Malgré le revers que constitue le vol des élections par les macro-lepénistes, il ne faut pas partir défaitiste : ce pouvoir est fragile, il y a donc une fenêtre d’opportunité. Bien sûr LR, macronistes et RN sont bien capables de se mettre d’accord sur les lois racistes et autoritaires. Le RN, en authentique parti de droite, obsédé d’ailleurs par la dette et l’équilibre des comptes publics, est tout autant libéral et antisocial que ses deux alliés. Toutefois, une mobilisation sociale de grande ampleur le mettrait dans l’embarras et au pied du mur. Face à une mesure antisociale très contestée (une loi travail, une nouvelle réforme des retraites…) il serait obligé de se positionner. Une motion de censure du gouvernement pourrait alors aboutir car le RN, pour envisager sereinement 2027, a besoin de se garder les bonnes grâces d’une partie du vote populaire et, donc, pour se faire, donner l’image d’une certaine distance vis-à-vis du macronisme et de son image ultra bourgeoise.

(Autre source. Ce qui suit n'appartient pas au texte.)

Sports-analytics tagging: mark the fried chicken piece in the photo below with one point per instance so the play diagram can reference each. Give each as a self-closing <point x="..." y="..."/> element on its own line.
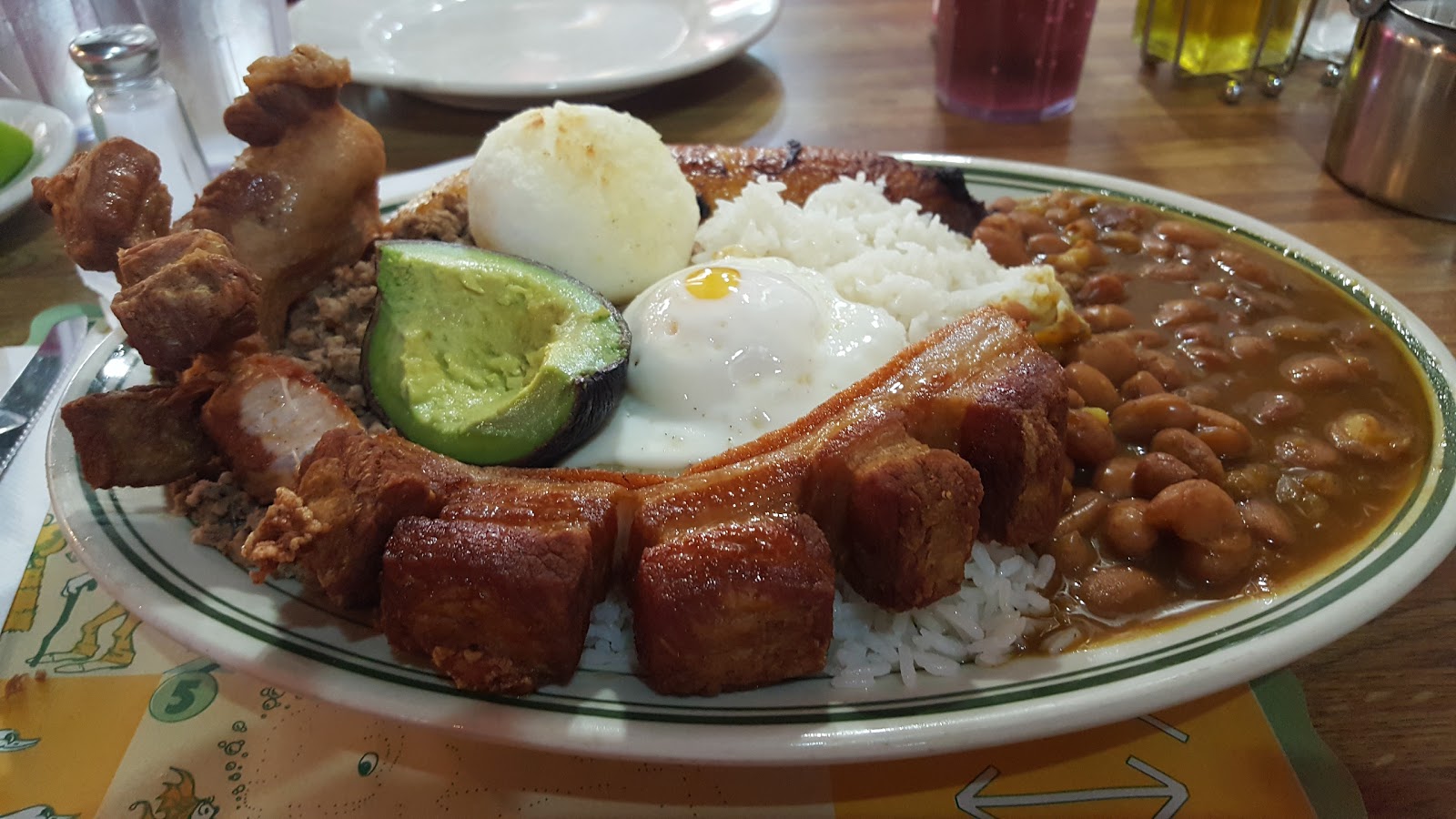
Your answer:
<point x="138" y="261"/>
<point x="495" y="606"/>
<point x="733" y="606"/>
<point x="267" y="417"/>
<point x="721" y="172"/>
<point x="353" y="489"/>
<point x="108" y="198"/>
<point x="200" y="302"/>
<point x="143" y="436"/>
<point x="303" y="197"/>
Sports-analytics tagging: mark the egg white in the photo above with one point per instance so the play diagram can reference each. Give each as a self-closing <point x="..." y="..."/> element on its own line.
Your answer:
<point x="717" y="366"/>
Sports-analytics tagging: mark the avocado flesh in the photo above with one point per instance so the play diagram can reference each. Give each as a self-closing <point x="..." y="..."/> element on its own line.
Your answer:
<point x="488" y="358"/>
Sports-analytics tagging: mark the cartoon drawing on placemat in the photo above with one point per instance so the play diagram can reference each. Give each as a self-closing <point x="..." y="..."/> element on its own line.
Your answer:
<point x="86" y="653"/>
<point x="178" y="800"/>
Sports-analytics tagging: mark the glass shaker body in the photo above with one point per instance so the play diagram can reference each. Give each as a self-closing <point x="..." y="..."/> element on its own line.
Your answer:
<point x="130" y="98"/>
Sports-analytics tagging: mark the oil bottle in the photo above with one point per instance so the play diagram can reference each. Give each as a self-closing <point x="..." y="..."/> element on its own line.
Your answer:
<point x="1220" y="35"/>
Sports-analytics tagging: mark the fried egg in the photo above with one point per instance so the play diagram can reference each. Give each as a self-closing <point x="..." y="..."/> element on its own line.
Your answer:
<point x="728" y="350"/>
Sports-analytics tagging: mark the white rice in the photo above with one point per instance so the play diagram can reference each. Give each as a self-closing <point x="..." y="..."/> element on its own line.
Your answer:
<point x="997" y="606"/>
<point x="880" y="252"/>
<point x="925" y="276"/>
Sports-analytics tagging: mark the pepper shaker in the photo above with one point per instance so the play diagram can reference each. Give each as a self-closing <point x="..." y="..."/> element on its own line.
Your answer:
<point x="130" y="98"/>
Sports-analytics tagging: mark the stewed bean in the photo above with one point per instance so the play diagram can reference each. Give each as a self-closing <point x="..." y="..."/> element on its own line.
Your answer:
<point x="1096" y="388"/>
<point x="1318" y="370"/>
<point x="1140" y="419"/>
<point x="1368" y="435"/>
<point x="1140" y="383"/>
<point x="1111" y="354"/>
<point x="1276" y="409"/>
<point x="1267" y="522"/>
<point x="1222" y="409"/>
<point x="1191" y="450"/>
<point x="1126" y="530"/>
<point x="1121" y="591"/>
<point x="1089" y="438"/>
<point x="1084" y="511"/>
<point x="1116" y="477"/>
<point x="1157" y="471"/>
<point x="1103" y="318"/>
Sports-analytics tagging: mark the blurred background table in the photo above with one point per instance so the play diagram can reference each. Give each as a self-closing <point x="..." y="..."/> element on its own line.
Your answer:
<point x="859" y="75"/>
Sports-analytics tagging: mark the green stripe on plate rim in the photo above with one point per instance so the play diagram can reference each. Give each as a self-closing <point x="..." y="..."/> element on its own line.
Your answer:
<point x="1312" y="598"/>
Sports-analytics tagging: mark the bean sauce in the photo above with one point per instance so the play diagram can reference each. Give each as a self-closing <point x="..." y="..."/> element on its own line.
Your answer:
<point x="1238" y="421"/>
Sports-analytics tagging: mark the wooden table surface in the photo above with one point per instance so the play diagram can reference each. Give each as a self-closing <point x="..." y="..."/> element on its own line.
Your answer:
<point x="859" y="75"/>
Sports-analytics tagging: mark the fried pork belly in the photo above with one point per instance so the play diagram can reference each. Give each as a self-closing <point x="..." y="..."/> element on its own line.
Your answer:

En somme, la nomination de Michel Barnier au poste de Premier ministre marque une nouvelle étape dans la décomposition de la bourgeoisie et de la politique française, où la frontière entre la droite traditionnelle, l’extrême droite et le macronisme s’efface au profit d’une coalition autoritaire, néolibérale et xénophobe. Le macronisme, loin de représenter un quelconque barrage, s’allie désormais explicitement à l’extrême droite pour maintenir son pouvoir, au mépris du suffrage universel et des principes démocratiques. Ce moment de bascule, qui clarifie les alliances entre les forces bourgeoises, appelle à une réflexion sur nos moyens de lutte et de résistance à envisager. Il est crucial pour la gauche, et notamment pour des mouvements comme le NFP, de tirer les leçons de cette séquence politique et de se préparer à des confrontations plus dures et plus radicales afin de défendre les acquis sociaux et démocratiques face à un régime qui ne recule devant aucune manœuvre pour rester au pouvoir.